America’s New Fossil Fuel Moment: Who's Side Is the Government On?

News & Politics

The lines are drawn, in oil as it happens. On the one hand, a growing number of cities, states and colleges, on the other, our very fossil-fueled administration and it spresident.

New York City announced January 12 a multibillion dollar lawsuit against five top oil companies, citing their “contributions to global warming,”  and lies to the public. New York City’s suit - the biggest in the nation - follows similar cases brought by San Francisco and other California cities last year. New York’s also divesting its massive pension funds from investments in fossil fuel companies, amounting to $189 billion from over 190 companies, over the next five years. It’s the biggest city, and the biggest hunk of money to move yet.

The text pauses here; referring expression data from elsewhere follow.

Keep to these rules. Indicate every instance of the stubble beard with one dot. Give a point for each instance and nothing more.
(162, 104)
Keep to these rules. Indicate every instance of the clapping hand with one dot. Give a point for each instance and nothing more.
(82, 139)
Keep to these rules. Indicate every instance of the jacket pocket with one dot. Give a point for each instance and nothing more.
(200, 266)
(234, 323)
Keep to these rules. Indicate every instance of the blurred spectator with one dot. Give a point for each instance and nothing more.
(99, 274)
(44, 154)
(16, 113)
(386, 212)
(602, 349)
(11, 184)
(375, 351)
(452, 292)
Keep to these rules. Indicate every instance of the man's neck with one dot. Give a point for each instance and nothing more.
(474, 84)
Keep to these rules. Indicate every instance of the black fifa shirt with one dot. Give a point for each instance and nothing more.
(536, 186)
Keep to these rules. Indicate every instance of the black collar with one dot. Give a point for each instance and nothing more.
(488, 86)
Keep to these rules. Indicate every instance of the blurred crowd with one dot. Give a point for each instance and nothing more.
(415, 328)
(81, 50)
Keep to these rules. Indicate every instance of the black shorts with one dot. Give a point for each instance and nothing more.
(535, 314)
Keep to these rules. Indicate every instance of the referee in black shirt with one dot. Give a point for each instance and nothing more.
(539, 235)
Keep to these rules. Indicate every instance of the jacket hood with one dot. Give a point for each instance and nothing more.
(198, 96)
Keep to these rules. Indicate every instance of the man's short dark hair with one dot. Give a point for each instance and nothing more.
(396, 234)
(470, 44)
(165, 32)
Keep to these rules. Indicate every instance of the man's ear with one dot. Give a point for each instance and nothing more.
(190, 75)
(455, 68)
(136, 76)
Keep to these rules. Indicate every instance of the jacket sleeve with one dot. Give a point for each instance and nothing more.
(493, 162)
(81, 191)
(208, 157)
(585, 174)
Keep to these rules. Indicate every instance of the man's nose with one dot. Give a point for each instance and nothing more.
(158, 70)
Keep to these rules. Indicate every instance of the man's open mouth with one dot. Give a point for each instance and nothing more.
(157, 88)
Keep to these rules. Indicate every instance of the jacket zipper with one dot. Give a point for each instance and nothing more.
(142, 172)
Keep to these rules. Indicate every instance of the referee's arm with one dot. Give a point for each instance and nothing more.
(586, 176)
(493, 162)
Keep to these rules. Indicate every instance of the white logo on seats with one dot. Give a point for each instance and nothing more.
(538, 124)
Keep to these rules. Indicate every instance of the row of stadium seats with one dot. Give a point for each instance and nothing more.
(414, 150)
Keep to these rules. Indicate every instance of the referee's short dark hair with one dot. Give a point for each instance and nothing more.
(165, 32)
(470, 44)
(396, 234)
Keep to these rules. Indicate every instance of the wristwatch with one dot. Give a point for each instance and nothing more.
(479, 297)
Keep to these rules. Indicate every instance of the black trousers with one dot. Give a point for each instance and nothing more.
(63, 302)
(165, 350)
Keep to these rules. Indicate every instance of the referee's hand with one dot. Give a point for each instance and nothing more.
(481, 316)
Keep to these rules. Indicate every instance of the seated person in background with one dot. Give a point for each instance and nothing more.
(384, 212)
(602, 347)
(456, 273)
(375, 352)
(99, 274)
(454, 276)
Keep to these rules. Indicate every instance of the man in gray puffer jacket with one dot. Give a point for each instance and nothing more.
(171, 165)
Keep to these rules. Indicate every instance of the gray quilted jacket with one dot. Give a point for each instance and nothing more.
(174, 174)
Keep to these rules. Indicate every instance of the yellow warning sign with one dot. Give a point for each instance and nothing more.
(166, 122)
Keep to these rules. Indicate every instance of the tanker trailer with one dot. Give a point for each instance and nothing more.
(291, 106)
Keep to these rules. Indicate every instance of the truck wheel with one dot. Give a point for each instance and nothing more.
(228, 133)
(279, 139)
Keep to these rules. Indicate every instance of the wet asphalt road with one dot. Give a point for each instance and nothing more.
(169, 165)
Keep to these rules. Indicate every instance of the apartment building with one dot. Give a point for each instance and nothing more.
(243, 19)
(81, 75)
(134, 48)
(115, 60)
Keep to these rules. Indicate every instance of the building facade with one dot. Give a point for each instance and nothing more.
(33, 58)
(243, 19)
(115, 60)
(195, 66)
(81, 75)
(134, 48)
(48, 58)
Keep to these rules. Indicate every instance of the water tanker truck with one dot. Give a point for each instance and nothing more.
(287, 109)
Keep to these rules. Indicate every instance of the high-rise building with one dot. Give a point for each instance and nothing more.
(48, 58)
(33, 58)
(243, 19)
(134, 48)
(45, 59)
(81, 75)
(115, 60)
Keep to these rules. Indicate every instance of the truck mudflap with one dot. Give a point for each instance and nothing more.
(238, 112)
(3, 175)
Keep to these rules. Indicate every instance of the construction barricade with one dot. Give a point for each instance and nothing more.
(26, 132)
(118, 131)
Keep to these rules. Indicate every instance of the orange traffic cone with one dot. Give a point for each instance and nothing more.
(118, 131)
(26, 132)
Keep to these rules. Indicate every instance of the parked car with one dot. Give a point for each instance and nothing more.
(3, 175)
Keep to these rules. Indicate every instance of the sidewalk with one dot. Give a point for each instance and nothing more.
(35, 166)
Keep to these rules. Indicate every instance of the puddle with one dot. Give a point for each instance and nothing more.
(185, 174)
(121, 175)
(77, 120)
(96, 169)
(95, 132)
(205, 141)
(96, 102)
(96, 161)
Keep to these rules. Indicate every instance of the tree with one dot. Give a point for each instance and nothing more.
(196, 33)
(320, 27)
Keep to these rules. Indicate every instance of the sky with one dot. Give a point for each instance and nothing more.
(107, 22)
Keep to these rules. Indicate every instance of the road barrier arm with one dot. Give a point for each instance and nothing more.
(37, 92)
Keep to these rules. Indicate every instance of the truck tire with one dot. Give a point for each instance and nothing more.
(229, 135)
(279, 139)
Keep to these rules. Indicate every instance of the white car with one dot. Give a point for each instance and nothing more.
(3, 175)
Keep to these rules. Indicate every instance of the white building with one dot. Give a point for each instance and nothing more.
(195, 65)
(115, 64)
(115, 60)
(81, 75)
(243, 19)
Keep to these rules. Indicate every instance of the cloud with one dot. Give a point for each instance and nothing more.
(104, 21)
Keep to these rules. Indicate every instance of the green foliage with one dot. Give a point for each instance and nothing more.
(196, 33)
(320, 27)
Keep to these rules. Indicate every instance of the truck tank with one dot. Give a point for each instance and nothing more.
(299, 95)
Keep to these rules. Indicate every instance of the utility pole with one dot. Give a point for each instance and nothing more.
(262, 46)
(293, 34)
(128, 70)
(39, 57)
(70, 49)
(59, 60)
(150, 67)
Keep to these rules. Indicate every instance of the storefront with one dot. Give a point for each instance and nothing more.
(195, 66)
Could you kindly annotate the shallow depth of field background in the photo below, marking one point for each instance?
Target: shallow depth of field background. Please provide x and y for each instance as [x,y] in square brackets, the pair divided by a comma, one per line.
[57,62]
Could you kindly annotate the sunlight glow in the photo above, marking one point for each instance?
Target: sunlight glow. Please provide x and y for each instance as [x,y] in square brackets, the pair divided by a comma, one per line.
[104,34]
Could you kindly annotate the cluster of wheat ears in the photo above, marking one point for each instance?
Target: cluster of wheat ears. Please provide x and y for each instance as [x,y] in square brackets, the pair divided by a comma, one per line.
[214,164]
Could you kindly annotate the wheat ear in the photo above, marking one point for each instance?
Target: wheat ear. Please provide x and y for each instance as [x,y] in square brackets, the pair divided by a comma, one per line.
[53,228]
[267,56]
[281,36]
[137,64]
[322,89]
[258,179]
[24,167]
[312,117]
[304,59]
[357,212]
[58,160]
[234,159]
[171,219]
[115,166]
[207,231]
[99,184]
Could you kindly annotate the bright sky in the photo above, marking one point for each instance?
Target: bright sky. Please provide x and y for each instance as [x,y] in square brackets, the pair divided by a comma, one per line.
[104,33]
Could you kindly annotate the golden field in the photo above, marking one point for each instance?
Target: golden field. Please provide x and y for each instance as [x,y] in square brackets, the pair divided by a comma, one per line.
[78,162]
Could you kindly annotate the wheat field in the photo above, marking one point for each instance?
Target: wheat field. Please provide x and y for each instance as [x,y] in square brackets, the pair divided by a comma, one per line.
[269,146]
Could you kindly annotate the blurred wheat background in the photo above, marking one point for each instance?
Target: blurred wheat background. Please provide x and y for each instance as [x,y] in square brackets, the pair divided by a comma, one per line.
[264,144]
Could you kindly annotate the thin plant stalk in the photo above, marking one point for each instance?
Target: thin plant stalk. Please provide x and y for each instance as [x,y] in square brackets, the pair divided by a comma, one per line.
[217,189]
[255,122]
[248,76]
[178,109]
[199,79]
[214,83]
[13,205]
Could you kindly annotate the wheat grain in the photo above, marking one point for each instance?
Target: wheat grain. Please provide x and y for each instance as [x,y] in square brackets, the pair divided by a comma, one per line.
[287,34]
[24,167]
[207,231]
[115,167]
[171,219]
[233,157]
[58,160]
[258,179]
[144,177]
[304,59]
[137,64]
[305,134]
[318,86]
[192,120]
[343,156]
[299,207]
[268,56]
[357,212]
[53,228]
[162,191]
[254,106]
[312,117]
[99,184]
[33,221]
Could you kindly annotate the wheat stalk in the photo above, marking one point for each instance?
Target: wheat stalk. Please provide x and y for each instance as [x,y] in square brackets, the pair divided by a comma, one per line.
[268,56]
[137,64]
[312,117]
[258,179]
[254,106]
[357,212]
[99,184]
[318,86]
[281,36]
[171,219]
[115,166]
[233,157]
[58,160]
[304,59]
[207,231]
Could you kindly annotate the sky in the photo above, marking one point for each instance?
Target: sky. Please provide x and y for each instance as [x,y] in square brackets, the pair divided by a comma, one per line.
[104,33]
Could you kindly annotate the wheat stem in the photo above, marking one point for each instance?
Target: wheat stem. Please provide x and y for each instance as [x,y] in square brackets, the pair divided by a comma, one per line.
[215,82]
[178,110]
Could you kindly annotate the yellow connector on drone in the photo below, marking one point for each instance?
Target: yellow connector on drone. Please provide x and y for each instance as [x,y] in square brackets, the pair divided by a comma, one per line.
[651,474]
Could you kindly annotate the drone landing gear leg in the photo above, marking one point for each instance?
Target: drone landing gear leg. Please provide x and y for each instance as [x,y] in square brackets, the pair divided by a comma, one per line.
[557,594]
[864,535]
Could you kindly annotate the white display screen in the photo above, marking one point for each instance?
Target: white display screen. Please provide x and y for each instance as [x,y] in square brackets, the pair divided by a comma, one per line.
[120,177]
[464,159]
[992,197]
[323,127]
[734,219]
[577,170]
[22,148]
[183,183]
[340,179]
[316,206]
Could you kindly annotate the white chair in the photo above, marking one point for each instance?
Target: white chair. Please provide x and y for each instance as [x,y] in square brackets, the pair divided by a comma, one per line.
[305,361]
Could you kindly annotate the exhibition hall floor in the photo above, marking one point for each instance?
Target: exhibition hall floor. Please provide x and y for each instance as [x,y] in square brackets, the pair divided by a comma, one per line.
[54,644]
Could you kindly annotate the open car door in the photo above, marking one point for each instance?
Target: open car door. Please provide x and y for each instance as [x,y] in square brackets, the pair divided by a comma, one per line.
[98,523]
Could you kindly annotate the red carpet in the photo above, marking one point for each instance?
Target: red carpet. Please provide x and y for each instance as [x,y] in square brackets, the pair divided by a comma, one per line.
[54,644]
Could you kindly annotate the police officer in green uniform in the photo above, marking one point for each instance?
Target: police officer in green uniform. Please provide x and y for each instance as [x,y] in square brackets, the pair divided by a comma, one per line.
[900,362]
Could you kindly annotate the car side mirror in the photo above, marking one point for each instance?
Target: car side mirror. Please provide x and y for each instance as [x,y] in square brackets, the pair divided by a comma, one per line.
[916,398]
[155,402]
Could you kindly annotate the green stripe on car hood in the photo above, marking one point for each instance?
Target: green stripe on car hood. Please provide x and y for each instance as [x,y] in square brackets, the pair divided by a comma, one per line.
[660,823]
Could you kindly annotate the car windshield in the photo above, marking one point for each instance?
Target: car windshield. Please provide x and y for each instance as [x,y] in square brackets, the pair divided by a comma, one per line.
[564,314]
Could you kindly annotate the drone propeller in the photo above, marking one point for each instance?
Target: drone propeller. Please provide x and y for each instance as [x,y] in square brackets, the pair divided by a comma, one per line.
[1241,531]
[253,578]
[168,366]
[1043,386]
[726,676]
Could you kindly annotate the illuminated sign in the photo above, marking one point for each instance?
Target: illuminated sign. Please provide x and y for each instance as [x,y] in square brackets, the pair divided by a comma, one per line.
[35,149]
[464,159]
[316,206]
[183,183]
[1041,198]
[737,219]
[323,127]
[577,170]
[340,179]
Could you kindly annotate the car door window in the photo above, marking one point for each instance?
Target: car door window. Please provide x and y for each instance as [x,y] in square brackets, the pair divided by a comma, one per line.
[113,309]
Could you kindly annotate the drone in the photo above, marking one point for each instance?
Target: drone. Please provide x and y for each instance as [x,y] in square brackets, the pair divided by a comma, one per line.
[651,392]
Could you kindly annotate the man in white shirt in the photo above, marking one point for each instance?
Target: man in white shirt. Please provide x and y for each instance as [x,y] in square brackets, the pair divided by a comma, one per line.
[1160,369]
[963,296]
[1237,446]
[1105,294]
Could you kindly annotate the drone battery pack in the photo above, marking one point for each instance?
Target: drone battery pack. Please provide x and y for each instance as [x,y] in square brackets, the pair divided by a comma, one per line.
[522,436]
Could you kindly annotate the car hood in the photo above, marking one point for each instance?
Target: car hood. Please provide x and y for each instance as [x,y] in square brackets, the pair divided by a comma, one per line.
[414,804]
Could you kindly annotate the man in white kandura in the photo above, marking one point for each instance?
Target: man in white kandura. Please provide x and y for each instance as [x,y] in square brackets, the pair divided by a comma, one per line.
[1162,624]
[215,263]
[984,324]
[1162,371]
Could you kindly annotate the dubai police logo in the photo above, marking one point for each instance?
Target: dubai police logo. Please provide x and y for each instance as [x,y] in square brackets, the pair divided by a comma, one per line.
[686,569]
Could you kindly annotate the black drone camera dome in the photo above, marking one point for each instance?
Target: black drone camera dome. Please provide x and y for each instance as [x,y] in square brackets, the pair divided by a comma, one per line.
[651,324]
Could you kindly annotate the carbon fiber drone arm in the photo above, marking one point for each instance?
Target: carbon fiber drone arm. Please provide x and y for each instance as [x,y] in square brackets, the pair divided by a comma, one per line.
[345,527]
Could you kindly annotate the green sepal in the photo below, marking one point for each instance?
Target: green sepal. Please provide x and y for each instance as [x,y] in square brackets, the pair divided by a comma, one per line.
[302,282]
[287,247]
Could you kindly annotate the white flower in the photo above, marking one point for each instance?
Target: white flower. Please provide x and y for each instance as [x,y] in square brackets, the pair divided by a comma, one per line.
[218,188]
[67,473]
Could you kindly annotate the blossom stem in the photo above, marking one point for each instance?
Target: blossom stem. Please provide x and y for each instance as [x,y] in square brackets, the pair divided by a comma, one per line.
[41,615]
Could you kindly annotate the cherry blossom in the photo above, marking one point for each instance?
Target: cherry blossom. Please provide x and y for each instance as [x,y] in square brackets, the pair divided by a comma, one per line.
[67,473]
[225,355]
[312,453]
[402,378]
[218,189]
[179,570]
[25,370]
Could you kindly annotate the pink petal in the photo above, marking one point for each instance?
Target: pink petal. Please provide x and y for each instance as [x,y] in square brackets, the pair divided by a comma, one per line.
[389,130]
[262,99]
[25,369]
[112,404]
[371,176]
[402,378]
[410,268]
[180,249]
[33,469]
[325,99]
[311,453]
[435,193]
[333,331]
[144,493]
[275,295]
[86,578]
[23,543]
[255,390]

While Mayor Bill Deblasio and his team were doing that. President Donald Trump and his were preparing his first State of the Union speech. His cabinet, lest we forget, it stacked with former fossil fuel executives, Rex Tillerson, former Exxon Mobil CEO at State, Scot Pruitt, champion, at EPA, and that’s not anywhere near a full list. Surprise surprise, just hours before the State of the Union, Exxon Mobil announced it’ll be investing $50 billion in so-called American jobs, and gave credit to the GOP’s tax cut. (As if corporate giants don’t regularly get away with paying almost nothing in taxes, thanks to complex tax dodges and CEO payments.)

THanks to the convenient timing, and no one looking too deeply at the details, the President was able to claim credit for Exxon’s job-promise during his speech. " This is our new American Moment," said Trump.

On that one point we may agree.

This story isn’t really about a progressive Mayor vs. a fossil President. It’s about a shift in consciousness, shifted by people. The last few years have seen smart, persistent organizing on college campuses, in shareholder meetings, at law firms and city hall conference rooms. All that work has flipped what looked like responsible risk management, from investing in familiar firms, to getting out, and better still,, making them pay up.

New York City’s case isn’t DeBlasio’s case. It’s the people’s - it says so clearly in the complaint: New York City vs BP Plc, Chevron Corp, ConocoPhillips, Exxon Mobil Corp and Royal Dutch Shell Plc. makes the case that " Defendants Have Produced Massive Quantities of Fossil Fuels—and Have Continued to Do So Even as Climate Change Has Become Gravely Dangerous; Defendants Had Full Knowledge that Fossil Fuels Would Cause Catastrophic Harm; Despite Their Early Knowledge that Climate Change Posed Grave Threats, Defendants Promoted Fossil Fuels for Pervasive Use, While Denying or Downplaying These Threats; etc.

Read it your self, and then decide where you stand: with the people or the president. As he said. This is our New American Moment.